While cultivating in a lab it is important to take into account D. discoideum's behavioral responses. For example, they have an affinity towards light, higher temperatures, high humidity, low ionic concentrations, and the acidic side of the pH gradient. Experiments are often done to see how manipulations of these parameters hinder, stop, or accelerate development. Variations of these parameters can alter the rate and viability of culture growth. Also the fruiting bodies, being that this is the tallest stage of development, are very responsive to air currents and physical stimuli. It is unknown if there is a stimulus involved with spore release.

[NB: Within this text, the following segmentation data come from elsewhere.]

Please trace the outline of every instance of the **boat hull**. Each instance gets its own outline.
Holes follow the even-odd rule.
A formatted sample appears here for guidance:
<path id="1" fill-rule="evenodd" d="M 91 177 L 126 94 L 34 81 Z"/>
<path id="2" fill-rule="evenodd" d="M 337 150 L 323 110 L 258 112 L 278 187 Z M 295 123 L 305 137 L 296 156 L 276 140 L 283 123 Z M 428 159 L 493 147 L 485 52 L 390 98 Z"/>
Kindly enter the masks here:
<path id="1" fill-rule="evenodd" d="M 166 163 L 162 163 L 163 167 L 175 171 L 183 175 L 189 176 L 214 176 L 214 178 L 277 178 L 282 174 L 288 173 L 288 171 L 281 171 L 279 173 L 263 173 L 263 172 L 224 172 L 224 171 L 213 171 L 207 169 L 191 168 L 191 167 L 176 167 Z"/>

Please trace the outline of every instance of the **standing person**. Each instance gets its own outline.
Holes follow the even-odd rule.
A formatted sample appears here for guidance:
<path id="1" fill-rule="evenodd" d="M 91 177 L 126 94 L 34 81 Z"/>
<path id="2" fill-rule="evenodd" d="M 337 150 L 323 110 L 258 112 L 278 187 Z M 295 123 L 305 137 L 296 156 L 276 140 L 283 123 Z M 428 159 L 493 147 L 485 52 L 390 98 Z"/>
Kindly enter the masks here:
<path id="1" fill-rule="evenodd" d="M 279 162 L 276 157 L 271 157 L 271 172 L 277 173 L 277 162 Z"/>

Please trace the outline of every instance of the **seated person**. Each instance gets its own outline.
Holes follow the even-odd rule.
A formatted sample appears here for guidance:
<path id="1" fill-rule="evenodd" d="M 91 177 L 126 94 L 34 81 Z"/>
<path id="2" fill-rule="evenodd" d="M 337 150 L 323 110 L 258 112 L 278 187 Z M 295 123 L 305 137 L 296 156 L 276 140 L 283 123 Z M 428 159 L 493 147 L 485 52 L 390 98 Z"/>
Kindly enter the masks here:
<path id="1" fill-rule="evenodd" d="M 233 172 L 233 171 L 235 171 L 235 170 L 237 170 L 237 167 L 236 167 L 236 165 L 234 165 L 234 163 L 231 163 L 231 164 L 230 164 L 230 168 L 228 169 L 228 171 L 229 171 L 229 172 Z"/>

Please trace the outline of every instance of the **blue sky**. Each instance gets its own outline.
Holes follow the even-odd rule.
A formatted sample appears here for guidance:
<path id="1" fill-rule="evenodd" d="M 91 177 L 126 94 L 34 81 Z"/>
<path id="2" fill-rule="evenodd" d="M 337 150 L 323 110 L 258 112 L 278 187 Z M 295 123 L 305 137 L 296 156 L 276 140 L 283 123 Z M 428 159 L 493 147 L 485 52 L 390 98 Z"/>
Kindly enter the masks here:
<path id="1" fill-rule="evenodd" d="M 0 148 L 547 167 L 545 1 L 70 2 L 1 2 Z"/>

Tandem repeats of trinucleotides are very abundant in this genome; one class of the genome is clustered leading researchers to believe it serves as centromeres. The repeats correspond to repeated sequences of amino acids and are thought to be expanded by nucleotide expansion. Expansion of trinucleotide repeats also occurs in humans, generally leading to many diseases. Learning how D. discoideum cells endure these amino acid repeats may provide insight to allow humans to tolerate them.
Every genome that is sequenced plays an important role in identifying genes that have been gained or lost over time. Due to comparative genomic studies we can compare eukaryotic genomes. A phylogeny based on the proteome showed that the amoebozoa deviated from the animal-fungal lineage after the plant-animal split. The D. discoideum genome is noteworthy because its many encoded proteins are commonly found in fungi, plants, and animals.